Three-body force effect on nucleon momentum distributions in asymmetric nuclear matter within the framework of the extended BHF approach

TL;DR

This study examines how three-body forces influence neutron and proton momentum distributions in asymmetric nuclear matter using an extended Brueckner-Hartree-Fock approach, revealing density-dependent effects on depletion.

Contribution

It introduces a microscopic TBF into the extended BHF framework to analyze its impact on nucleon momentum distributions in asymmetric nuclear matter.

Findings

TBF effects are negligible at low densities.

At high densities, TBF significantly enhances nucleon Fermi sea depletion.

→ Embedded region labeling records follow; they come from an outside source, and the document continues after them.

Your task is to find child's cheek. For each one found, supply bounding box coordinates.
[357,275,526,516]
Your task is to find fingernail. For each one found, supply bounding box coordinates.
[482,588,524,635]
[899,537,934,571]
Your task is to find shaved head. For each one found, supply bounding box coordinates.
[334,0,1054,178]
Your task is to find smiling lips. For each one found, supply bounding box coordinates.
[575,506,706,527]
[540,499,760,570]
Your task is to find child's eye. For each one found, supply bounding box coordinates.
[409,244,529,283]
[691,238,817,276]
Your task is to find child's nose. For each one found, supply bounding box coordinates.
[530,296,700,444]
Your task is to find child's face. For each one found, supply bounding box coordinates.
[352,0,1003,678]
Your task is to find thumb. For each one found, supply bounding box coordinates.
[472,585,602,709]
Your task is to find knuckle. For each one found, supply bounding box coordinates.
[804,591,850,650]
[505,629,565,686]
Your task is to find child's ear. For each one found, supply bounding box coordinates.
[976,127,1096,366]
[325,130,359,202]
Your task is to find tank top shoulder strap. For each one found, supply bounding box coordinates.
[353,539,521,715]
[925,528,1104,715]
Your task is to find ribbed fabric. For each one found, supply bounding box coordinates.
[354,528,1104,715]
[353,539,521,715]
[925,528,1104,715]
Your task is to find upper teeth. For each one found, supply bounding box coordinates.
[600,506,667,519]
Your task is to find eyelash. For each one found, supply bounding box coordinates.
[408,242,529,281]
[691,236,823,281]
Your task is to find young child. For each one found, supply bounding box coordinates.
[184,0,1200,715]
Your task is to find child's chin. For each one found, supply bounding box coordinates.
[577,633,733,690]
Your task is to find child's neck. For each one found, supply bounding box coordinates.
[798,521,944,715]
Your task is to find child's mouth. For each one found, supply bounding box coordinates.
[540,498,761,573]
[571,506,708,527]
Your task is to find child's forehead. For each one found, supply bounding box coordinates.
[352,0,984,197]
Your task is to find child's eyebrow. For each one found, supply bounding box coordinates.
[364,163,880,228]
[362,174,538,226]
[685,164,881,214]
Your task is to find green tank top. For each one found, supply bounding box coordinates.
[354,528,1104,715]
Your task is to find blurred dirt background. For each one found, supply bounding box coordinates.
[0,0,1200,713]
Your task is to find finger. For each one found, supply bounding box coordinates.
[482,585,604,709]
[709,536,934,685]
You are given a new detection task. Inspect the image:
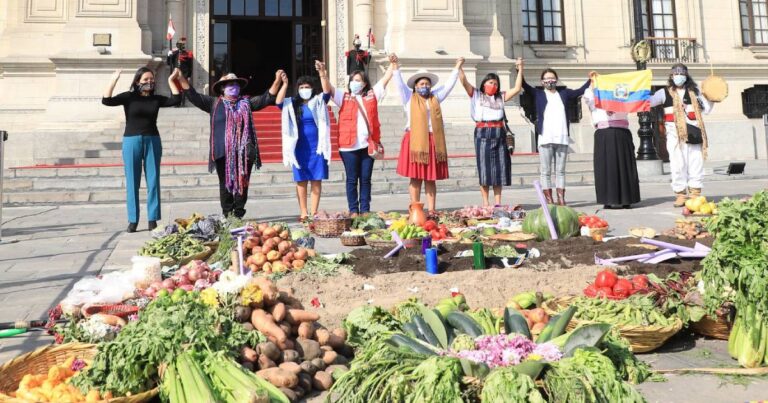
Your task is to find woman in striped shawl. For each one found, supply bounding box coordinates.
[179,70,283,218]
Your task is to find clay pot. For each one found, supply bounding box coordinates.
[408,202,427,226]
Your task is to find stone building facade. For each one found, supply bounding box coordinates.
[0,0,768,166]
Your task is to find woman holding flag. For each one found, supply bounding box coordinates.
[583,72,650,208]
[523,68,591,206]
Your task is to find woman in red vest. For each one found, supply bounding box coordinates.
[331,58,394,216]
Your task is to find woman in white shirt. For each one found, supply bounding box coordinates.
[459,59,523,206]
[582,72,640,208]
[392,55,464,215]
[651,63,712,207]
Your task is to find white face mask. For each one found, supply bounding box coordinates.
[349,81,364,95]
[299,88,312,101]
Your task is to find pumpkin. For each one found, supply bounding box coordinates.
[523,204,580,241]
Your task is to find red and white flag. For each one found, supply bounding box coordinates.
[165,14,176,41]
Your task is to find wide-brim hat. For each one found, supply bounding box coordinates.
[408,69,440,88]
[213,73,248,94]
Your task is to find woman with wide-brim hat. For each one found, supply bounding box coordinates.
[179,70,283,218]
[390,55,464,213]
[101,67,181,232]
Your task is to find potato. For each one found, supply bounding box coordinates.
[278,361,301,375]
[280,350,299,362]
[312,371,333,390]
[258,341,280,361]
[256,368,299,388]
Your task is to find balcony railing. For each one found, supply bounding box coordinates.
[645,37,699,63]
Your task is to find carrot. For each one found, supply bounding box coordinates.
[285,309,320,324]
[251,309,288,348]
[256,367,299,388]
[270,302,285,322]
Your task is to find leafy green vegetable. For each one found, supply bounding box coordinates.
[343,305,402,347]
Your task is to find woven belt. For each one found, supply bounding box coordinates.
[475,120,504,129]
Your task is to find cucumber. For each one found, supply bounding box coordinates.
[389,333,436,355]
[446,312,483,337]
[504,308,531,339]
[413,315,440,347]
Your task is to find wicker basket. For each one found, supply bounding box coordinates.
[339,234,365,246]
[0,343,158,403]
[542,296,683,353]
[691,313,733,340]
[82,304,139,319]
[309,218,352,238]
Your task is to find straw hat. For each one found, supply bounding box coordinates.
[701,75,728,102]
[408,69,440,88]
[213,73,248,94]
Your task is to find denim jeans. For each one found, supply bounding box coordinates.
[339,148,376,213]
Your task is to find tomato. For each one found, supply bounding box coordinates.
[632,274,648,290]
[613,278,632,298]
[595,269,618,289]
[595,287,613,298]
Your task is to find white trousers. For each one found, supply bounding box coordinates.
[665,123,704,192]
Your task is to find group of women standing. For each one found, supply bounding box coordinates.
[102,59,711,232]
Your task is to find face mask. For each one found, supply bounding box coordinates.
[224,85,240,97]
[416,87,431,98]
[299,88,312,101]
[349,81,363,95]
[484,84,499,95]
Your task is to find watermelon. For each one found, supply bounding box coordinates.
[523,204,580,241]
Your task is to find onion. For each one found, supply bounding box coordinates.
[189,269,200,283]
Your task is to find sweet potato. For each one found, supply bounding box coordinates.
[257,354,277,369]
[278,361,301,375]
[240,346,259,363]
[299,322,315,339]
[323,351,338,365]
[312,371,333,390]
[251,309,288,347]
[258,341,282,361]
[256,368,299,388]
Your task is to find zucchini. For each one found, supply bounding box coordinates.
[504,307,531,339]
[446,311,483,337]
[390,333,436,355]
[413,315,440,347]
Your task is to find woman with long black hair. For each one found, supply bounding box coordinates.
[178,70,283,218]
[651,63,712,207]
[459,59,523,206]
[101,67,181,232]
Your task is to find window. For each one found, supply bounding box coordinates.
[739,0,768,46]
[523,0,565,43]
[642,0,678,60]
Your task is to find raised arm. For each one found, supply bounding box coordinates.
[102,69,123,101]
[434,57,464,102]
[275,73,288,106]
[459,69,475,97]
[504,57,523,102]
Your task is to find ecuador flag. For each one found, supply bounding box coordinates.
[594,70,652,113]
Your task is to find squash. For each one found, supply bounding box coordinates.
[523,204,580,241]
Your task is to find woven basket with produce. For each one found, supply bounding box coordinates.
[543,295,683,353]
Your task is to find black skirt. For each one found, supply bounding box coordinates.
[475,127,512,186]
[594,127,640,206]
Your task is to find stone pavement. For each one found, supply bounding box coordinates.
[0,175,768,402]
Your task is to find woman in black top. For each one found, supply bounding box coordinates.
[101,67,181,232]
[179,70,284,218]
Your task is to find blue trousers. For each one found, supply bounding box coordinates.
[123,136,163,223]
[339,148,376,213]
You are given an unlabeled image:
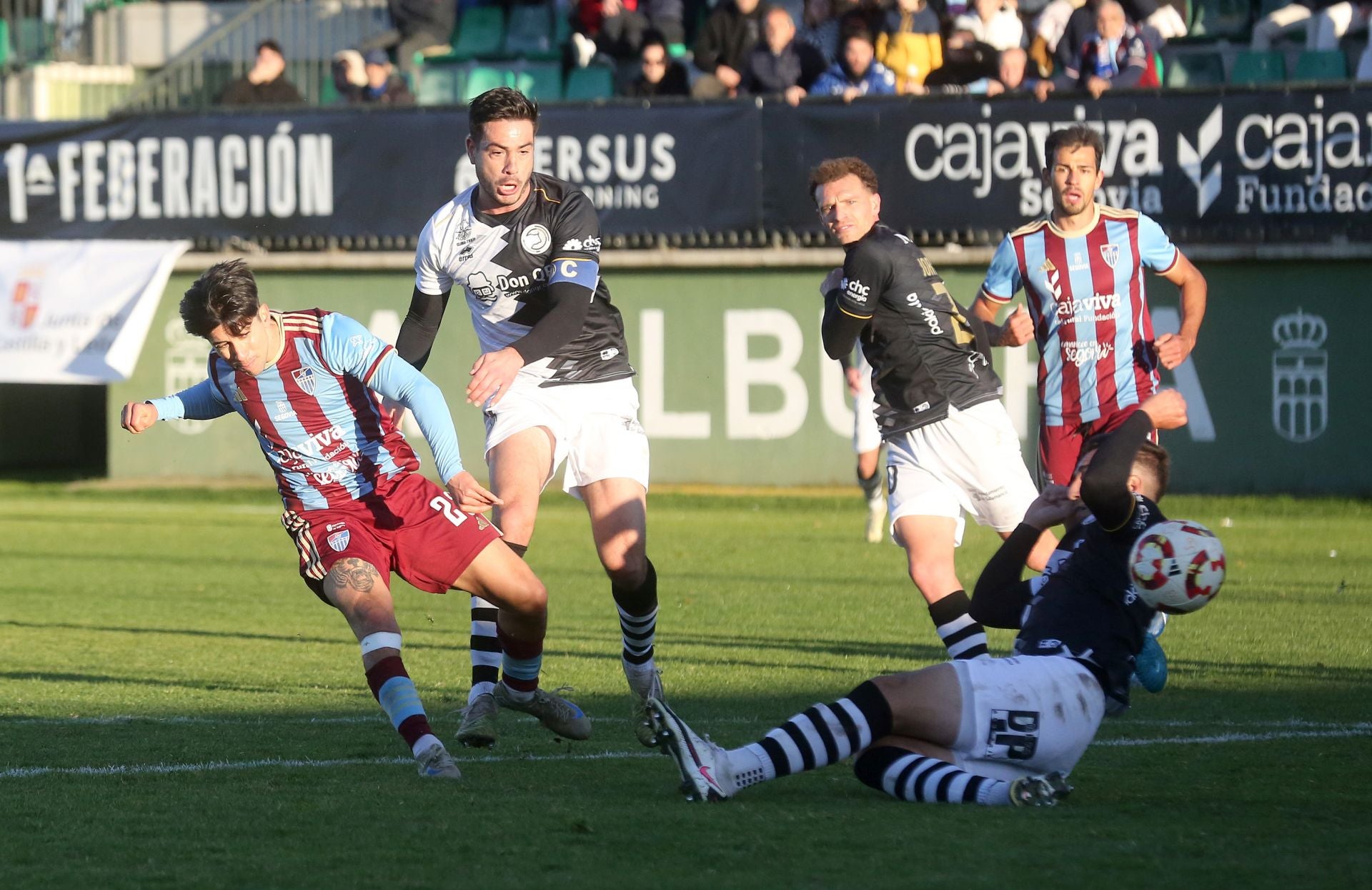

Asymmetry increases differences in neutron and proton distributions.

Abstract

We have investigated the three-body force (TBF) effect on the neutron and proton momentum distributions in asymmetric nuclear matter within the framework of the extended Brueckner-Hartree-Fock approach by adopting the $AV18$ two-body interaction plus a microscopic TBF. In asymmetric nuclear matter, it is shown that the neutron and proton momentum distributions become different from their common distribution in symmetric nuclear matter. The predicted depletion of the proton hole states increases while the neutron one decreases as a function of isospin-asymmetry. The TBF effect on the neutron and proton momentum distributions turns out to be negligibly weak at low densities around and below the normal nuclear density. The TBF effect is found to become sizable only at high densities well above the saturation density, and inclusion of the TBF leads to an overall enhancement of the depletion of the neutron and proton Fermi seas.